74
Gebruik van de cursor op het StructureScan™ paneel
De cursor wordt standaard niet op het StructureScan beeld weergegeven.
Wanneer u de cursor plaatst, worden het cursor informatievenster en de historiebalk
geactiveerd. Op een SideScan beeld wordt de afstand links/rechts van de boot naar de
cursorpositie getoond. Op een DownScan beeld wordt de diepte op de cursorpositie
weergegeven.
Om de cursor en cursor elementen uit het paneel te verwijderen, drukt u op de X toets, of
selecteert u de optie Cursor wissen.
Ga naar cursor
U kunt naar een geselecteerde positie op het beeld navigeren, door de cursor op het paneel
te plaatsen en vervolgens de optie Ga naar cursor in het menu te selecteren.
De Cursor hulp functie
Bij gebruik van een touchscreen maakt de cursor hulp functie fijninstelling en precies
plaatsen van de cursor mogelijk zonder details met een vinger te bedekken.
Houd met uw vinger op het scherm ingedrukt om het cursor symbool te veranderen in een
selectiecirkel, die boven uw vinger verschijnt.
Zonder uw vinger van het scherm te nemen, sleept u de selectiecirkel boven het gewenste
item om informatie daarover weer te geven.
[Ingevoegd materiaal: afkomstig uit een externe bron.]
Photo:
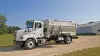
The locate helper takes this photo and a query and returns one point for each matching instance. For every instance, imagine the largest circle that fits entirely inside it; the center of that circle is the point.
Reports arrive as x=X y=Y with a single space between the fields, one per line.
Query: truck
x=40 y=32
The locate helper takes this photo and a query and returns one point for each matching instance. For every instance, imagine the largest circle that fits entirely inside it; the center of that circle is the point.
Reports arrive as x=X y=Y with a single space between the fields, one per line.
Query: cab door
x=38 y=29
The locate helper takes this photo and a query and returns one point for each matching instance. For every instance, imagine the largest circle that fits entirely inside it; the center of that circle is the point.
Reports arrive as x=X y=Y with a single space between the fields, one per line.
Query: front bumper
x=18 y=42
x=75 y=37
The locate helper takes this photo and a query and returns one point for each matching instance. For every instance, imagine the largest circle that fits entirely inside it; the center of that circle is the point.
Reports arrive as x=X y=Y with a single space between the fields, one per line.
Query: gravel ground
x=82 y=42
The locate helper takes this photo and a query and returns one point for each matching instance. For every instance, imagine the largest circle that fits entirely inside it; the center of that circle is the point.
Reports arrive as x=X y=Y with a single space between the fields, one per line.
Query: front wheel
x=67 y=40
x=29 y=44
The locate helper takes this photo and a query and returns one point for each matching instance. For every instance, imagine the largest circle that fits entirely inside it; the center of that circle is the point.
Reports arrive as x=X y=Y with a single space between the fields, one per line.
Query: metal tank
x=53 y=27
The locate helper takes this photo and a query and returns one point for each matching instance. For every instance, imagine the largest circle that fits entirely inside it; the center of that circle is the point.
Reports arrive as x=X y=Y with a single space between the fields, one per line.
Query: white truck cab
x=36 y=33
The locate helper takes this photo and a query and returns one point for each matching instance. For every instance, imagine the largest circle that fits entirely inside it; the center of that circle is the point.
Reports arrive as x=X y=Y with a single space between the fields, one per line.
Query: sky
x=18 y=12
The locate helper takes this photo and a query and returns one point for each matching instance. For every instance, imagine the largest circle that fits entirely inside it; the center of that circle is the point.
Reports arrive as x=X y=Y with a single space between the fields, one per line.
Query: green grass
x=6 y=40
x=86 y=52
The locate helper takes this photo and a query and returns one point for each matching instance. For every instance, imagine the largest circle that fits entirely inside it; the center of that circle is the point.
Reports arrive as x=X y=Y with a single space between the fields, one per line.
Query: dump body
x=55 y=27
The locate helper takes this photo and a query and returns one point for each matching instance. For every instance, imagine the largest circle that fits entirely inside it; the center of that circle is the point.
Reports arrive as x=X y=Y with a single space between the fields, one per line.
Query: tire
x=21 y=45
x=67 y=40
x=29 y=44
x=58 y=41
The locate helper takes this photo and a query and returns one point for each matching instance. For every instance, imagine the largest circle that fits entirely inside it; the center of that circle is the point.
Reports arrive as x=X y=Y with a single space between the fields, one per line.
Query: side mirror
x=34 y=28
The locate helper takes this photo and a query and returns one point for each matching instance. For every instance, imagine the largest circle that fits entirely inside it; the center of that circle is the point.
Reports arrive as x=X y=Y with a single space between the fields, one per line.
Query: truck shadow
x=18 y=48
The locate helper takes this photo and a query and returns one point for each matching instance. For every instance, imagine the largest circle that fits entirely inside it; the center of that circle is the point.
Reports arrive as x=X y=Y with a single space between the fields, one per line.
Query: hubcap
x=30 y=44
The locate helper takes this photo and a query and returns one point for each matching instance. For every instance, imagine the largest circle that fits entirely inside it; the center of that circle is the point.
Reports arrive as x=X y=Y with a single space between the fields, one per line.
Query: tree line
x=4 y=29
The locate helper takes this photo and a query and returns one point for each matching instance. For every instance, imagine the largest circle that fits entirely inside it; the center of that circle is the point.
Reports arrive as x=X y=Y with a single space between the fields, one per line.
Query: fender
x=28 y=36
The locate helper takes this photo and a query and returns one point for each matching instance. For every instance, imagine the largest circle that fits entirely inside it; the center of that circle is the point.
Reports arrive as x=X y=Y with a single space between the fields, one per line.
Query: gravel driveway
x=48 y=50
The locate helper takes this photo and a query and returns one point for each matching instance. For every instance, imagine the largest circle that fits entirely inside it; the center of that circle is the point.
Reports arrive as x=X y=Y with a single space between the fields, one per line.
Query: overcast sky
x=79 y=11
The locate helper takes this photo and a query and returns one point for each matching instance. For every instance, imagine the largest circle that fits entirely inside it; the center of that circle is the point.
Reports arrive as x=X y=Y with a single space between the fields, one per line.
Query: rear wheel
x=30 y=44
x=58 y=41
x=67 y=40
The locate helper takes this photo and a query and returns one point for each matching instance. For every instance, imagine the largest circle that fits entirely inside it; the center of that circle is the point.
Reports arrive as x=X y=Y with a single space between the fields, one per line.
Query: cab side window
x=38 y=25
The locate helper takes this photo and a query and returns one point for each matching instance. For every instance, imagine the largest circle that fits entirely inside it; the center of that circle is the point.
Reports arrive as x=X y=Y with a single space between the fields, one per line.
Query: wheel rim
x=30 y=44
x=68 y=39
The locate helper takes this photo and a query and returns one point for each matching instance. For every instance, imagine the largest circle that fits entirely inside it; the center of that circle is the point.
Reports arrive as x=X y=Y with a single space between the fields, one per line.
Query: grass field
x=86 y=52
x=6 y=40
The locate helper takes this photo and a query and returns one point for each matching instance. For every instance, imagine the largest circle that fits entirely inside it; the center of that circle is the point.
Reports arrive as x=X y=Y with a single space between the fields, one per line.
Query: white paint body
x=35 y=33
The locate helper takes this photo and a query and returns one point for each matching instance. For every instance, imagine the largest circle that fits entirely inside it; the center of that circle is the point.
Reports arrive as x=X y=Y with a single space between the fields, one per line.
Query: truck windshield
x=29 y=25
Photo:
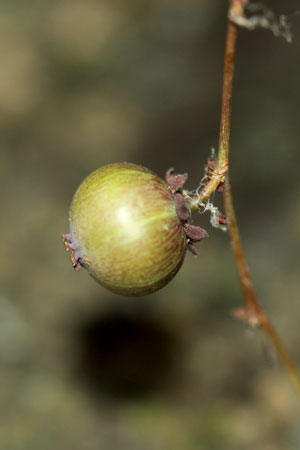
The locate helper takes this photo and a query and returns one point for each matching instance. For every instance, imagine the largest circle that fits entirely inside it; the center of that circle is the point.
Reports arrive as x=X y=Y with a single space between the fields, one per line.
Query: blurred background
x=84 y=83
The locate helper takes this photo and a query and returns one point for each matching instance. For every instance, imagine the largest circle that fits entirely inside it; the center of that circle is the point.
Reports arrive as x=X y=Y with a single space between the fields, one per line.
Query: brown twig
x=253 y=312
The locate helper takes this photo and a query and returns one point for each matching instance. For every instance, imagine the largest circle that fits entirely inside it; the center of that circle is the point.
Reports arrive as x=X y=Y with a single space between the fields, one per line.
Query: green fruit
x=125 y=231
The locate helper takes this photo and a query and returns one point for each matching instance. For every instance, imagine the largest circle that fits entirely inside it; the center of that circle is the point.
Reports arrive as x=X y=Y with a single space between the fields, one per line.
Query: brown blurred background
x=84 y=83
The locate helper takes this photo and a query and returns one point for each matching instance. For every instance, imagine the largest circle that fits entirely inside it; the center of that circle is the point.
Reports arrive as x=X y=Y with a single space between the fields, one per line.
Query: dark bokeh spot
x=126 y=356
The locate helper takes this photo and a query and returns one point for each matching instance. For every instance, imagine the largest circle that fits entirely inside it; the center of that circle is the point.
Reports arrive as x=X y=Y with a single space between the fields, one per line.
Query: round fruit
x=124 y=229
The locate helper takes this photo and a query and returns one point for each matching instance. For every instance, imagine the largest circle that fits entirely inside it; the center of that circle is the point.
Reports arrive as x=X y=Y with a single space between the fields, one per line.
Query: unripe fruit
x=124 y=229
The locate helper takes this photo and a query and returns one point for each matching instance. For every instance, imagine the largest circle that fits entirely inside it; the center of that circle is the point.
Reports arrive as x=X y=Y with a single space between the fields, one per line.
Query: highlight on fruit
x=130 y=229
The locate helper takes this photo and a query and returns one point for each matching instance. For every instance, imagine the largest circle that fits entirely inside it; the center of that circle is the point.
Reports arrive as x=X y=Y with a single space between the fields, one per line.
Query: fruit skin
x=125 y=231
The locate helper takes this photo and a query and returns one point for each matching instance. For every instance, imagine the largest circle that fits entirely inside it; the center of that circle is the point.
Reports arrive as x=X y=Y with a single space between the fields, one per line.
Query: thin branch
x=253 y=312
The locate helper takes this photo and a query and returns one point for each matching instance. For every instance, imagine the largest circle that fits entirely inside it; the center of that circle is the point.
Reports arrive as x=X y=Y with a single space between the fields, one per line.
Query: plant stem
x=253 y=313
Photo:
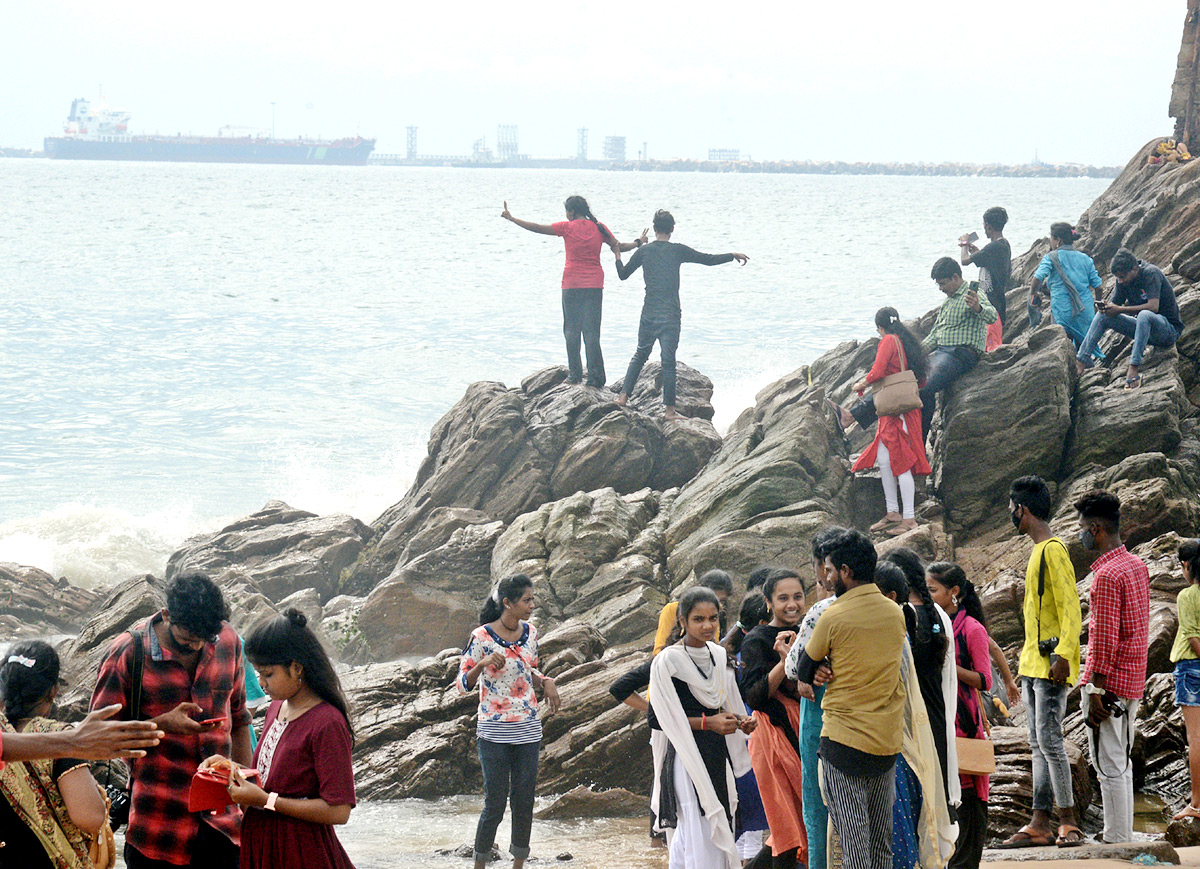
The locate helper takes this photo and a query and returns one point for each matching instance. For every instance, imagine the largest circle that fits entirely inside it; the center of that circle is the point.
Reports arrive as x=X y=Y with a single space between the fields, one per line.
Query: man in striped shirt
x=1117 y=642
x=955 y=342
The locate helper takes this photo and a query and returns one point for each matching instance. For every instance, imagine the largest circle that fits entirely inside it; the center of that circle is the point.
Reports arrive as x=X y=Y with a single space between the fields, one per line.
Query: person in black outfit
x=660 y=321
x=995 y=261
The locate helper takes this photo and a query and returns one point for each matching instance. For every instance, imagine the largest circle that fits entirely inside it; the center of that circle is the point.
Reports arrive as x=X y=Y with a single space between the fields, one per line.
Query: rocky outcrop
x=277 y=551
x=1006 y=418
x=34 y=604
x=502 y=453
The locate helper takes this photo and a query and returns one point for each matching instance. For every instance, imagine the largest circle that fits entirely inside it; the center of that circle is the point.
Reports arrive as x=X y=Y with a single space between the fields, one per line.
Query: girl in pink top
x=582 y=282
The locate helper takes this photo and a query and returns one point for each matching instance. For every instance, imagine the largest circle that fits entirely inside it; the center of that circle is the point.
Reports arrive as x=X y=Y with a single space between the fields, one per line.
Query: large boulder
x=37 y=605
x=503 y=453
x=1114 y=423
x=277 y=550
x=127 y=604
x=780 y=477
x=1011 y=797
x=1153 y=210
x=1006 y=418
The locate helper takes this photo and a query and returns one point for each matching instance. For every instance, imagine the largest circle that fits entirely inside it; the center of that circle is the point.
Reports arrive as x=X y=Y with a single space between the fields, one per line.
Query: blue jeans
x=1045 y=703
x=510 y=773
x=1146 y=328
x=666 y=333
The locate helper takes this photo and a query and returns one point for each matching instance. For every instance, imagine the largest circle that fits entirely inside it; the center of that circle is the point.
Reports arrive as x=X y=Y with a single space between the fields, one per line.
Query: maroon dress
x=312 y=759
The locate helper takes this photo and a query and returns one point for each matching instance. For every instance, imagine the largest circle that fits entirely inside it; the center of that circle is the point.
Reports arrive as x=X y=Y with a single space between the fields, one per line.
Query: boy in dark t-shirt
x=660 y=321
x=995 y=261
x=1144 y=309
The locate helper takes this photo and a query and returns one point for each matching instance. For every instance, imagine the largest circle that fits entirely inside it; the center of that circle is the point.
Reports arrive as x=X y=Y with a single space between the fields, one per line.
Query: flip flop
x=1027 y=837
x=1069 y=835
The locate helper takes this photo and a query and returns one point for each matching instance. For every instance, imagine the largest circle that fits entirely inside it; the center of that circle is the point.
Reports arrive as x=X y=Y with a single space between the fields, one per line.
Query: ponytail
x=29 y=670
x=579 y=207
x=509 y=588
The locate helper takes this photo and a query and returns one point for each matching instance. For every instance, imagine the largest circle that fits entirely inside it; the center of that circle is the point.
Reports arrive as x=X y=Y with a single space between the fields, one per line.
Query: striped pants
x=861 y=811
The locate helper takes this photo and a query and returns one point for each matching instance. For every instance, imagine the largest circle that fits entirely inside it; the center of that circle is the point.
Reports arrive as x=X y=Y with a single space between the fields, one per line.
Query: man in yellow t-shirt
x=723 y=587
x=1049 y=665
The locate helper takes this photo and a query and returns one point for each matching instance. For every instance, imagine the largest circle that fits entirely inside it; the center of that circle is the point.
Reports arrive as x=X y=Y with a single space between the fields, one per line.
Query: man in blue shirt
x=1143 y=307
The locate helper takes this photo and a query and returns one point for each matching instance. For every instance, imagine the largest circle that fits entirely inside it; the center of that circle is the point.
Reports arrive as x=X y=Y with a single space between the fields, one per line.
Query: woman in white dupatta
x=701 y=745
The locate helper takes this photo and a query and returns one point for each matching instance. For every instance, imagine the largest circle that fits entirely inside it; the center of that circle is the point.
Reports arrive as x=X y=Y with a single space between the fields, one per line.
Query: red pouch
x=209 y=790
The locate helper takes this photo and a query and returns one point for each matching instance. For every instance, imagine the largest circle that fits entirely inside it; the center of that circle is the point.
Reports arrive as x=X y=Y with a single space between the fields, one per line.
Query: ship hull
x=192 y=150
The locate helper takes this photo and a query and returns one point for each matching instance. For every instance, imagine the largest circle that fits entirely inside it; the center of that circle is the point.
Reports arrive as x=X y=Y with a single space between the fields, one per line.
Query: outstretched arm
x=541 y=228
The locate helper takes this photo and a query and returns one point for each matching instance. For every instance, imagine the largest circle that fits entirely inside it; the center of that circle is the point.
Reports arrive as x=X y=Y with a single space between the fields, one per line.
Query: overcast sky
x=887 y=81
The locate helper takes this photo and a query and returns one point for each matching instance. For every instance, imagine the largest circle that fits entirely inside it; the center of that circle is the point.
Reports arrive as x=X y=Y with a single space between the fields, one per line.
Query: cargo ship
x=103 y=135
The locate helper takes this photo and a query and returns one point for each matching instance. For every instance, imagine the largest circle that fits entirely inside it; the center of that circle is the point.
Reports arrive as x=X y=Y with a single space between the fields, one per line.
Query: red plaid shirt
x=161 y=827
x=1119 y=623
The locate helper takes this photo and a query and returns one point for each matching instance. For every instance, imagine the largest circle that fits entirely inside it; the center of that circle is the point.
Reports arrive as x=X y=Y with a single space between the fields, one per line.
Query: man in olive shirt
x=862 y=634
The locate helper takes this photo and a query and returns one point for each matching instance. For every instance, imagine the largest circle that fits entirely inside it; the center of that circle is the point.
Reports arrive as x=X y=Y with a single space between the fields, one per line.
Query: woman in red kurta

Wanneer u de vinger van het scherm neemt, verandert de cursor weer in de normale cursor.
Afstand meten
De cursor kan worden gebruikt om de afstand tussen de positie van twee waarnemingen op
het beeld te meten.
De meetfunctie is gemakkelijker te gebruiken als het beeld gepauzeerd is.
1.
Plaats de cursor op het punt waar vanaf u de afstand wilt meten.
2.
Selecteer de meetfunctie via het menu.
3.
Plaats de cursor op het tweede punt voor de meting.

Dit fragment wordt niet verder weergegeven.